Conservatives cynically employed the Taft-Hartley Act and other suffocating political methods both to stifle opposition, on the one hand, and to effectively disarm liberal activism in general. According to Professor Schrecker, this had a devastating effect on the civil rights movement, which Hoover characterized as communist-inspired. Indeed, he continued to pursue activists like martin Luther King for decades, until King's death finally put a close to the surveillance.

Perhaps the most chilling conclusions one derives from the book are her observations regarding how damaging the McCarthy era was in terms of its chilling effect in inhibiting free and open debate by ordinary citizens, and in the way it so aptly demonstrated the remarkable ease with which the machinery of government can subvert and repress its citizens through the employment of political propaganda and cynical emotional manipulation. This is a wonderfully written book, and one that is quite thought provoking. Enjoy!

Rating: 2 stars
Summary: I am overall dissatisfied with it
Review: Schrecker's history of the anticommunist movement in America is an interesting study in to politics and personal liberty. She points out that many of these communists were persecuted by conservatives (professional patriots she sometimes calls them) but liberals as well. She does a fine job describing the history of the CP in the US, especially how "mainstream" it appeared during the early New Deal.

Schrecker tells us how far reaching McCarthyism came to be in the US, and that it ruined individuals who were blacklisted or imprisoned. McCarthyism led to the silencing of political, artistic, and intellectual expression, as many were afraid to proclaim sentiments that might be deemed verboten by those with the power to ruin them. It was easy for anti-Communist sentiment to take root in the mainstream of American culture, she contends, as heightened insecurity and fear of the USSR made it seem plausible that evil agents were under every bed plotting to kill Americans or at the very least destroy our culture.

Schrecker's strength is that she shows how far the reach of the government was in finding the people it sought, and how strong was the public support behind it. It is clear that constitutional liberties were in some cases overlooked, though the author seems to overlook herself that we were at war with a powerful foe at the time. Lincoln resorted to the same measures when he was trying to save the Union from dissolving. Schrecker's failure to mention this (as well as her failure to compare McCarthyism with the Alien and Sedition Act of 1798 under Pres. John Adams) shows a lack of historical perspective on her part.

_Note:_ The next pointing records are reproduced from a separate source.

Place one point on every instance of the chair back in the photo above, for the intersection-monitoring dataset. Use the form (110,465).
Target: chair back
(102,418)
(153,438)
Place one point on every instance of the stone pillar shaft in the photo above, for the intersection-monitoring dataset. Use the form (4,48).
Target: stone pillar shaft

While I would have to say that this thesis is plausible and that the book is competent, I am overall dissatisfied with it, and somehow I am not sure I'm getting the whole picture. To state on page ix that "for some reason, this book touched an ideological nerve" is either demonstrates an incredible naïveté on Schrecker's part, or a smug disingenuousness that makes me skeptical from the outset. When she writes that if she were writing the book now she would "acknowledge more conclusively than I did that the American Communists spied for the Soviet Union," she in effect admits that she is a poor researcher. Where was she looking when she first wrote the book? Although reams of documents are now available to researchers with the fall of the USSR, had Schrecker gone to the trouble of carefully examining what materials existed before this new cache of documents became available she would have found testimony, deposition transcripts, court documents, memoirs, letters, newspaper articles, etc., all showing that-surprise! -the Rosenburgs were spies, and so was Alger Hiss! I suspect that Schrecker did not find what she wasn't looking for-guilt on the part of Soviet agents. Nevertheless her admission in the new preface shows little contrition for such shabby research.